As the method for preparing the polymer electrolyte membrane of the present invention, any method can be adopted as long as it is a normal method for such preparation. For example, the block copolymer constituting the polymer electrolyte membrane of the present invention or the block can be used. The block copolymer is dissolved or suspended by mixing the copolymer and additives as described above with an appropriate solvent, and cast into a plate-like material such as glass, or coated using a coater or applicator. In addition, a method of obtaining an electrolyte membrane having a desired thickness by removing the solvent under appropriate conditions, a method of forming a film using a known method such as hot press molding, roll molding, extrusion molding, or the like may be used. it can.
Further, the same or different block copolymer solution may be newly applied on the obtained electrolyte membrane layer and dried to be laminated. Further, the same or different electrolyte membranes obtained as described above may be laminated by being pressure-bonded by hot roll molding or the like.
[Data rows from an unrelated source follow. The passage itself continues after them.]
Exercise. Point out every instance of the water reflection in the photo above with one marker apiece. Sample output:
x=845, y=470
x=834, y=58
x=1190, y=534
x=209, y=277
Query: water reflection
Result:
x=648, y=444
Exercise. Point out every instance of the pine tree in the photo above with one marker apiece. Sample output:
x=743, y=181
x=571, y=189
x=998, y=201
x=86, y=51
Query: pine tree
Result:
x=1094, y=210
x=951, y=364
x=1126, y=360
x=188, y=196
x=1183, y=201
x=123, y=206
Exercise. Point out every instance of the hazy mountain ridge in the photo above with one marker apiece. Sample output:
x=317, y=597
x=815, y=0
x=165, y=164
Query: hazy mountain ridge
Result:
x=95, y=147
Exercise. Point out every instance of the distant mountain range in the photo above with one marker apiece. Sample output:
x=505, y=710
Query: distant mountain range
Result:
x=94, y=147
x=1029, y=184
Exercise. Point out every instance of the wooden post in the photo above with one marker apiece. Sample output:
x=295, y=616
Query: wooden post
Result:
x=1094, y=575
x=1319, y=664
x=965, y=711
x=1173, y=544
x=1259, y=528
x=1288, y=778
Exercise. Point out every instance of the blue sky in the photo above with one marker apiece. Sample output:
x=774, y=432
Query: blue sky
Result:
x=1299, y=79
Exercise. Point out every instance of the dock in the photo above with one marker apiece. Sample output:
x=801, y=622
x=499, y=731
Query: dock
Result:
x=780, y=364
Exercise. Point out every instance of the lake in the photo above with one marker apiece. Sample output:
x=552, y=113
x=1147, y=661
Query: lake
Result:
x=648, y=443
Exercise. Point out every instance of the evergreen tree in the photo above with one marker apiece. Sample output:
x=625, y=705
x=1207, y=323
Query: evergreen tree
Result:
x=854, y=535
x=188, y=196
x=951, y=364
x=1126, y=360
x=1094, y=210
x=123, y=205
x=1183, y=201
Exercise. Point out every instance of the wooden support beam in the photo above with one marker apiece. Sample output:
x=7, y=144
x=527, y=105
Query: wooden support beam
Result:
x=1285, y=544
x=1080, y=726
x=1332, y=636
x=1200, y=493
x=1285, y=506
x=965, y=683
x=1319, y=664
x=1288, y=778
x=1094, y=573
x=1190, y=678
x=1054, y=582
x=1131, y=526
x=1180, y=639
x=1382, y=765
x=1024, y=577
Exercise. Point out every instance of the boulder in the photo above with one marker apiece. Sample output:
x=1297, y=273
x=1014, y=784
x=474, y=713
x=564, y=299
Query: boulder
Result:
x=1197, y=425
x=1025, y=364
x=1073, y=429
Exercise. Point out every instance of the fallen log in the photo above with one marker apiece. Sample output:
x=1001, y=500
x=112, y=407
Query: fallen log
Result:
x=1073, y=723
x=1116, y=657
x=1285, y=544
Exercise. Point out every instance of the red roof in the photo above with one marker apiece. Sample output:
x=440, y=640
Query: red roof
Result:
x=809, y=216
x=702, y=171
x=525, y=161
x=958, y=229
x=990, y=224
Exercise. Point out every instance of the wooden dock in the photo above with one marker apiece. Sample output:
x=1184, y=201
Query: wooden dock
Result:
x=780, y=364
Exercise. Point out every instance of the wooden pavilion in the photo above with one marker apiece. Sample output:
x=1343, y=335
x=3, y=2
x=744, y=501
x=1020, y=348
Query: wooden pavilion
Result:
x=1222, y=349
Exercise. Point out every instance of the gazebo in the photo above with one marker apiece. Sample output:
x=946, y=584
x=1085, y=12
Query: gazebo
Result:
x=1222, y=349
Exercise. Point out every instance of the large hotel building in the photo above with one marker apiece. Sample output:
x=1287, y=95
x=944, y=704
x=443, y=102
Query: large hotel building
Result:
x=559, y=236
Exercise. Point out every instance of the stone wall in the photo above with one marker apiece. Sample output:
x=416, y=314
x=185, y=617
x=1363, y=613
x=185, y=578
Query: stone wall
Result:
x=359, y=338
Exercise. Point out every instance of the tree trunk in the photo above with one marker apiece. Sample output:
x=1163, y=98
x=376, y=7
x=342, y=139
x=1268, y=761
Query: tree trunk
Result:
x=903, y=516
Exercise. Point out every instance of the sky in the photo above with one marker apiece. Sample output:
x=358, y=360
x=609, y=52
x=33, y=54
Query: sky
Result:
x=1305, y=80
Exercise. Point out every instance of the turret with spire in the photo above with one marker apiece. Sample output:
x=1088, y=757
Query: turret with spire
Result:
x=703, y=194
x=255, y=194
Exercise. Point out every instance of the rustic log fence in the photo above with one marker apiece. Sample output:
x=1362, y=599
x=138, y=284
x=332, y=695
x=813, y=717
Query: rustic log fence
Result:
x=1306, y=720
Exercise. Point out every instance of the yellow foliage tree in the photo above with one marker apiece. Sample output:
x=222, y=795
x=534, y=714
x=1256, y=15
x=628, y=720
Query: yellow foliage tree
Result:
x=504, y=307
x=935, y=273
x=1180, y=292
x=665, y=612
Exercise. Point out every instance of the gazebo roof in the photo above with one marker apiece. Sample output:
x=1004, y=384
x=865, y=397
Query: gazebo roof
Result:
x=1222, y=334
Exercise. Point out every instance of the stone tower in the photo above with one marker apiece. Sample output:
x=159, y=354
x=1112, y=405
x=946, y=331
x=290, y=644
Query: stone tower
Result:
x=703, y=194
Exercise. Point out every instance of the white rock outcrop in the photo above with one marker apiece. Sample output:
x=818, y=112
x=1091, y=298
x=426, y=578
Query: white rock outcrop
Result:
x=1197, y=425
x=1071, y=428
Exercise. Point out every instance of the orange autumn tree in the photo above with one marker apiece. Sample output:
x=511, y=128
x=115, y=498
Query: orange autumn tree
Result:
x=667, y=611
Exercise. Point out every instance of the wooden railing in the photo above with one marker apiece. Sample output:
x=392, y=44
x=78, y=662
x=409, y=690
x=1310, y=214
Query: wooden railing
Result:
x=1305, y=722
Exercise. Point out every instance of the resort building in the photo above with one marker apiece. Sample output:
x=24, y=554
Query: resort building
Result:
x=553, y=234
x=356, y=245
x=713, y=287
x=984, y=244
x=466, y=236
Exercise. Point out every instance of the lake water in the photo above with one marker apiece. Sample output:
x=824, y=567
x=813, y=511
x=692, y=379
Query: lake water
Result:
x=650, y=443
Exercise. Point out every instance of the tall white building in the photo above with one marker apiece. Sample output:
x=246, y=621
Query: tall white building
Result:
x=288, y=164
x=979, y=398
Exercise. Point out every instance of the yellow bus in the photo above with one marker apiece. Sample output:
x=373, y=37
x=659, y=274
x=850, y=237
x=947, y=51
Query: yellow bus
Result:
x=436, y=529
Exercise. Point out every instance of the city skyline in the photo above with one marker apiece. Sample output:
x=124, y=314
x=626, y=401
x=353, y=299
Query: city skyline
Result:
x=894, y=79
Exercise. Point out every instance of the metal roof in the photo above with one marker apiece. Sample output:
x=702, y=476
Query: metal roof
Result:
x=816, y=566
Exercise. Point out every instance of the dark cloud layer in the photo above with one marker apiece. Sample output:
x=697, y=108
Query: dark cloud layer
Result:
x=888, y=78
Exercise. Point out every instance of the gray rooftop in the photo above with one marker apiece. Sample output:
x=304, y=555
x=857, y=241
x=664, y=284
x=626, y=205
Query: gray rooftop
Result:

  The solvent used at this time is not particularly limited as long as it can prepare a solution having a viscosity capable of being cast or coated without destroying the structure of the block copolymer. Specifically, halogenated hydrocarbons such as methylene chloride, aromatic hydrocarbons such as toluene, xylene, and benzene, linear aliphatic hydrocarbons such as hexane and heptane, and cyclic aliphatic carbonization such as cyclohexane. Examples thereof include ethers such as hydrogen and tetrahydrofuran, alcohols such as methanol, ethanol, propanol, isopropanol, butanol and isobutyl alcohol, or mixed solvents thereof. Depending on the configuration of the block copolymer, the molecular weight, the ion exchange capacity, etc., one or a combination of two or more can be appropriately selected from the solvents exemplified above and used.

  The solvent removal conditions can be arbitrarily selected as long as the solvent can be completely removed at a temperature below the temperature at which the anion conductive group of the block copolymer of the present invention is removed. In order to express desired physical properties, a plurality of temperatures may be arbitrarily combined, or a combination of ventilation and vacuum may be arbitrarily combined. Specifically, after preliminary drying for several hours under vacuum conditions of room temperature to 60 ° C., the solvent is removed under vacuum conditions of 100 ° C. or higher, preferably 100 to 120 ° C. for about 12 hours. However, the present invention is not limited to these examples.

  The obtained electrolyte membrane can be washed with distilled water or an organic solvent in which the membrane does not dissolve in order to remove low molecular compounds remaining in the membrane. In addition, as a pretreatment before washing, a method of immersing in a basic aqueous solution such as sodium hydroxide in order to convert the anion conductive group into a complete hydroxide type can be employed.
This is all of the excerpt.